No último sábado, 29 de agosto de 2026, os Correios divulgaram suas demonstrações financeiras referentes ao segundo trimestre do ano. Os dados revelaram um prejuízo acumulado de R$ 5,6 bilhões para o primeiro semestre, o que representa um aumento de 30,4% em comparação ao rombo de R$ 4,3 bilhões registrado no mesmo período do ano anterior.

Especificamente no segundo trimestre, a empresa teve um déficit de R$ 2,4 bilhões, uma ligeira melhora em relação ao prejuízo de R$ 2,5 bilhões observado em 2025. Contudo, a situação financeira da estatal continua crítica, uma vez que os Correios operam no vermelho desde 2022.

Em 2025, a empresa registrou um rombo histórico de R$ 8,5 bilhões, evidenciando a gravidade da crise que afeta a companhia. De acordo com o relatório, as principais razões para essa deterioração financeira incluem a redução no volume de envios de cartas, o aumento dos custos operacionais e os passivos relacionados a processos judiciais de gestões anteriores.

A estatal destacou que, nos últimos anos, vem enfrentando pressionamentos significativos sobre seus resultados financeiros, geração de caixa e situação patrimonial. Esses fatores são atribuídos à queda nas receitas provenientes dos serviços postais tradicionais, à necessidade de atualizar provisões para passivos judiciais, à intensificação da concorrência no setor logístico e à exigência de manter uma ampla estrutura operacional para garantir a prestação de serviços postais universais.

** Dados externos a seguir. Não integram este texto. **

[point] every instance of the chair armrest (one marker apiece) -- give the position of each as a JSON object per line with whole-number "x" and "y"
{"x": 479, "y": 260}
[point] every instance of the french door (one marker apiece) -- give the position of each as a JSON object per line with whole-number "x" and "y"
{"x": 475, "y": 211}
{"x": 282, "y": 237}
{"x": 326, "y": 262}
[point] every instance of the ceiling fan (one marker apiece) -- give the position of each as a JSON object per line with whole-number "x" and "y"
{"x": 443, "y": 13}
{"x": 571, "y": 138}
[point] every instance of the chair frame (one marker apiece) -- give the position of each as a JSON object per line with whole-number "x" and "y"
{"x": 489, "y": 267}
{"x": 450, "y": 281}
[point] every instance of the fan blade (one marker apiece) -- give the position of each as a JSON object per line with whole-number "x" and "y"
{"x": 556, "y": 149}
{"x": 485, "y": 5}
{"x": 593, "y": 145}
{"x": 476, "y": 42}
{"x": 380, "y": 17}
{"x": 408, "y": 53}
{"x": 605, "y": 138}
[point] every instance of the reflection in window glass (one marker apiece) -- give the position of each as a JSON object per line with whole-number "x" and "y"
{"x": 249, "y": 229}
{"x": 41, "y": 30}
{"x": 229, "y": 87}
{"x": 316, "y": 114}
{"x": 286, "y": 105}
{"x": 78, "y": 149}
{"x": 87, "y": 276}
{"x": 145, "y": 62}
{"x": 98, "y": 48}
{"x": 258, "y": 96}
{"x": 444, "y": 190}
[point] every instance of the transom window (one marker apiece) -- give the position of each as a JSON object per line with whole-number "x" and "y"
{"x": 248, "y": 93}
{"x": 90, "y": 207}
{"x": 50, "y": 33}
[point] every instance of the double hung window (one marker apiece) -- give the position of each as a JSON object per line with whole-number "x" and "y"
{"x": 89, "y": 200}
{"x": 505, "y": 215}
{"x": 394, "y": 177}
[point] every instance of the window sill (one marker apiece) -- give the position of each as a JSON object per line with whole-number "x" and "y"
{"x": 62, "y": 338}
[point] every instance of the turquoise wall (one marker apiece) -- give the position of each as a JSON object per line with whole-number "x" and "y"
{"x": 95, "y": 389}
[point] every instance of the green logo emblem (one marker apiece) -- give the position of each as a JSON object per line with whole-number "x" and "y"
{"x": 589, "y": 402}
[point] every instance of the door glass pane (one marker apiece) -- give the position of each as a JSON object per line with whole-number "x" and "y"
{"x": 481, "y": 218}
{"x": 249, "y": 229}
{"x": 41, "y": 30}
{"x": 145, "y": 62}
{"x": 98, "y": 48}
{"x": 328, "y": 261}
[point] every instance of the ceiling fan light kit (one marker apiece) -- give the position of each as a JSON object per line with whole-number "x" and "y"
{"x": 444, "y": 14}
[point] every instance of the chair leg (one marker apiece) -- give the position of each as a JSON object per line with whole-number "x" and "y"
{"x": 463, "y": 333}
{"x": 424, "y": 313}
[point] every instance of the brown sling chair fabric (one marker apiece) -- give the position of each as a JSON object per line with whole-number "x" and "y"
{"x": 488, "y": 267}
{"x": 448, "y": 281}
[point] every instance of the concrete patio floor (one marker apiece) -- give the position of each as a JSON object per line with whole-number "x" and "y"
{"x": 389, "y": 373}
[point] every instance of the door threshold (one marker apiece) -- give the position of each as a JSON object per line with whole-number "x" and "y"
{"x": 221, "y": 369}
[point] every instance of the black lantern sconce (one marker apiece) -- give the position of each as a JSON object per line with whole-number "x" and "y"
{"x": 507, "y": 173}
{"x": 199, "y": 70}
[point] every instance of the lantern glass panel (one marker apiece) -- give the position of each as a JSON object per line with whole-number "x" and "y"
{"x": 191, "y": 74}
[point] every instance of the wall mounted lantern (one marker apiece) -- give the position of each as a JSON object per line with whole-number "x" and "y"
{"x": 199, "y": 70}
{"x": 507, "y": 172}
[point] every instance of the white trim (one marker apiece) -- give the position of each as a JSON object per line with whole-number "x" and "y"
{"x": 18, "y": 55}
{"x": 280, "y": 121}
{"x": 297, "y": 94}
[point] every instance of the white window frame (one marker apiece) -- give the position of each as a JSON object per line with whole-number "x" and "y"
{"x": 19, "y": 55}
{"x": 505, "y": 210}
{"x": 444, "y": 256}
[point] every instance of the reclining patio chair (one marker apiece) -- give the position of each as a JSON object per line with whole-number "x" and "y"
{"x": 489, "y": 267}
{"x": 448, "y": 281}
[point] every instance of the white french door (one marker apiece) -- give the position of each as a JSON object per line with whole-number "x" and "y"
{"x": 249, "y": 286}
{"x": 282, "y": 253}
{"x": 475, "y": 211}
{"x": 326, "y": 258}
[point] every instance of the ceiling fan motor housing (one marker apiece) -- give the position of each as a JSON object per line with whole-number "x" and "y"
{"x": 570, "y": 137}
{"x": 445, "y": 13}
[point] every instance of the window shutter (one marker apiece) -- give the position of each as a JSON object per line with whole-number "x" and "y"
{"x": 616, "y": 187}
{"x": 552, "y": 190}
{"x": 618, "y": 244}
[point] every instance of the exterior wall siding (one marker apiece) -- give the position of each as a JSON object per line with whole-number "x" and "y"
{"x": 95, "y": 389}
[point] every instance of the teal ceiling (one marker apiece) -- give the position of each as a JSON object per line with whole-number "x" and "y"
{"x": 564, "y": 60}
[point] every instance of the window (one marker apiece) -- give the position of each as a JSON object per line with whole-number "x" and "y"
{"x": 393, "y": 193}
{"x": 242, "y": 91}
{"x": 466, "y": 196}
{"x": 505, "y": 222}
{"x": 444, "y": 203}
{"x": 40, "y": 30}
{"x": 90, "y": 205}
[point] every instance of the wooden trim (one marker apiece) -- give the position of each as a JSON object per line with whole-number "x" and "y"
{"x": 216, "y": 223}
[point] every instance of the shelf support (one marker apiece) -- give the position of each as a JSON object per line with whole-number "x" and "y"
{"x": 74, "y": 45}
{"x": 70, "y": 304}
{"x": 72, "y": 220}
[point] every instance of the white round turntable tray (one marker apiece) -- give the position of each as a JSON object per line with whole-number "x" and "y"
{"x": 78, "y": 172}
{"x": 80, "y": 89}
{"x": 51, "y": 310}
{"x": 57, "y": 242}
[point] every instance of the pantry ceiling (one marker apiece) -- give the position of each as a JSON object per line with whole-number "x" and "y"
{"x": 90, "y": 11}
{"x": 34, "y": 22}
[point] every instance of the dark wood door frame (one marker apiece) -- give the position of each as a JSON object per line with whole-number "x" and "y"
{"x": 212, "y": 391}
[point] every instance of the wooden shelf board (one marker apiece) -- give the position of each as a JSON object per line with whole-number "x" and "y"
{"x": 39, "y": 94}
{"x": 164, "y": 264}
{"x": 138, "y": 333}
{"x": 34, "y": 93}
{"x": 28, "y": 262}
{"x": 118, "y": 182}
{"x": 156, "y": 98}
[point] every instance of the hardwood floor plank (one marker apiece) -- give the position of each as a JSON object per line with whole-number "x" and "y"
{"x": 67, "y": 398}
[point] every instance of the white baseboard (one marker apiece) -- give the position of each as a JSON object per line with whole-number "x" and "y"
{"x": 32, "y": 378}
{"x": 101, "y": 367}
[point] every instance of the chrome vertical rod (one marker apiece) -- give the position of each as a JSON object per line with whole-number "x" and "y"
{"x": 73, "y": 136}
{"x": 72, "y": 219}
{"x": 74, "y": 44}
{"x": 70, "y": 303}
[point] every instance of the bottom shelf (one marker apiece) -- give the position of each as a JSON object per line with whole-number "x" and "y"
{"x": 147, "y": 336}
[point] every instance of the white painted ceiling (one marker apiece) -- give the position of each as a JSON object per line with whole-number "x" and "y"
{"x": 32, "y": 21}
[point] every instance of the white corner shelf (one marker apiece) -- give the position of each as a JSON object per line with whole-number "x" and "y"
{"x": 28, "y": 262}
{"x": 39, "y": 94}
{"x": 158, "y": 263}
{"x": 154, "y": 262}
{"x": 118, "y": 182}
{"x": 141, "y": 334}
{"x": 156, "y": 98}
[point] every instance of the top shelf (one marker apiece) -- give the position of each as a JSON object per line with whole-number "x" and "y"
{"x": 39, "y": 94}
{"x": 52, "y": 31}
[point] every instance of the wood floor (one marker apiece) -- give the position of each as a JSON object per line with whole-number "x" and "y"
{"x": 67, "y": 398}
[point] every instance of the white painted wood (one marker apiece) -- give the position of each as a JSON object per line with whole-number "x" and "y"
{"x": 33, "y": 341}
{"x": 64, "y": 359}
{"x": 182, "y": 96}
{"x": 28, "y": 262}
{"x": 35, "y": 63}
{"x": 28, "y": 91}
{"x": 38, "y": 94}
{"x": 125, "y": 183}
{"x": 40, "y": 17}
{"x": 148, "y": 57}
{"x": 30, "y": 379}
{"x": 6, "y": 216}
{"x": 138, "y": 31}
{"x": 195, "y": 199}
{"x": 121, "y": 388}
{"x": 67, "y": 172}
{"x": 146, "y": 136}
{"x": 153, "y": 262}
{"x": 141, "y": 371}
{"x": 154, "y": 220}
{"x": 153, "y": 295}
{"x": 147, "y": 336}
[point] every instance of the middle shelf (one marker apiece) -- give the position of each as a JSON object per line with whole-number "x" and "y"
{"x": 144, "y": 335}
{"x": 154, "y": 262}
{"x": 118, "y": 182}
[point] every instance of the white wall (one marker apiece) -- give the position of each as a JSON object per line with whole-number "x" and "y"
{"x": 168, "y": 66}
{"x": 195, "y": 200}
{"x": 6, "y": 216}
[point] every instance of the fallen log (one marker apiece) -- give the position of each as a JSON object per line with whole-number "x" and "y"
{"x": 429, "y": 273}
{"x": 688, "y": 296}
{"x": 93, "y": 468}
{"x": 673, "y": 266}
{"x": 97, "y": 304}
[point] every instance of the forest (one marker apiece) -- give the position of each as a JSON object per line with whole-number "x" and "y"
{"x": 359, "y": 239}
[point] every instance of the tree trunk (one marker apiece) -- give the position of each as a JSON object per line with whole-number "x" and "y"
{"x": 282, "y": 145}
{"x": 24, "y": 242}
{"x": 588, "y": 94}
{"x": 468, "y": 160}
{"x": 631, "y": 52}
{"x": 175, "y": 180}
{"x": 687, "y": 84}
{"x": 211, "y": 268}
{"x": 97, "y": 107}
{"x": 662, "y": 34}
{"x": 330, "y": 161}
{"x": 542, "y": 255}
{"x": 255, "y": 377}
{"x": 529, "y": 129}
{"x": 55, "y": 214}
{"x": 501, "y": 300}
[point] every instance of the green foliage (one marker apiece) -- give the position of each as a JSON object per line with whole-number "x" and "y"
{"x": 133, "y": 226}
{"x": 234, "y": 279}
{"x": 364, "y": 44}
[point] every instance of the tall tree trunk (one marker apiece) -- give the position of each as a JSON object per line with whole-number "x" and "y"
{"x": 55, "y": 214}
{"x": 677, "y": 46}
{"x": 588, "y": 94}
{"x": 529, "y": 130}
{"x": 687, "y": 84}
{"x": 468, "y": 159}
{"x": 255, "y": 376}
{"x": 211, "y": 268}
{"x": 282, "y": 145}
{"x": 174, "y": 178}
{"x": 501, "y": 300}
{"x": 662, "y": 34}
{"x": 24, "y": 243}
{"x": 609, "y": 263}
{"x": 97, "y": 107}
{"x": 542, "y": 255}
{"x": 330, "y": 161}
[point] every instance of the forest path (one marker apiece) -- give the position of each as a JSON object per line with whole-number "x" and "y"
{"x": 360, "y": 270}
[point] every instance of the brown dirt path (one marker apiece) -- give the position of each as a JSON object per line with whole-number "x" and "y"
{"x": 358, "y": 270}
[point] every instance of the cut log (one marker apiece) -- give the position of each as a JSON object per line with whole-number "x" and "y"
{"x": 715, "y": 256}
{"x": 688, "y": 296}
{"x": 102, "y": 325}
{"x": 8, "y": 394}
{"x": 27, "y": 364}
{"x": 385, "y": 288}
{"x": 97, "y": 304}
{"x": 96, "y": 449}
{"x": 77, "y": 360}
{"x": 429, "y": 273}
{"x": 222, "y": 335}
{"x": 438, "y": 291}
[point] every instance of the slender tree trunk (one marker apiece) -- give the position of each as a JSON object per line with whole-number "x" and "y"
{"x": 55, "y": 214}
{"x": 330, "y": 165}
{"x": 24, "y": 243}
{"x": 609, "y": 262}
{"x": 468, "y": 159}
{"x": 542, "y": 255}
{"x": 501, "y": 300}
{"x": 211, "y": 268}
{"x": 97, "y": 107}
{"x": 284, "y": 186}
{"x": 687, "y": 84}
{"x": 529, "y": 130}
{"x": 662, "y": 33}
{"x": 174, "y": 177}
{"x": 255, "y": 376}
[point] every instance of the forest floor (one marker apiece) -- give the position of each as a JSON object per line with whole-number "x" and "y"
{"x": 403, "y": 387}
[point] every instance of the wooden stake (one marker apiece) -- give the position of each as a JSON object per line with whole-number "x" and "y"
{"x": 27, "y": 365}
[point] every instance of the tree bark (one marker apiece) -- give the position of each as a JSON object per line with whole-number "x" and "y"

Além disso, os Correios informaram que a União se comprometeu a realizar um aporte de capital no valor de R$ 6 bilhões até o final de 2027. Esse investimento tem como objetivo fortalecer a situação econômico-financeira e patrimonial da empresa, buscando reverter o quadro de perdas acumuladas.

Expectativas Futuras

A situação dos Correios levanta preocupações sobre o futuro da empresa e a viabilidade dos serviços postais no Brasil. Com a crescente digitalização dos serviços e a competição acirrada no setor logístico, a empresa precisará encontrar maneiras eficazes de se reestruturar e se adaptar às novas demandas do mercado.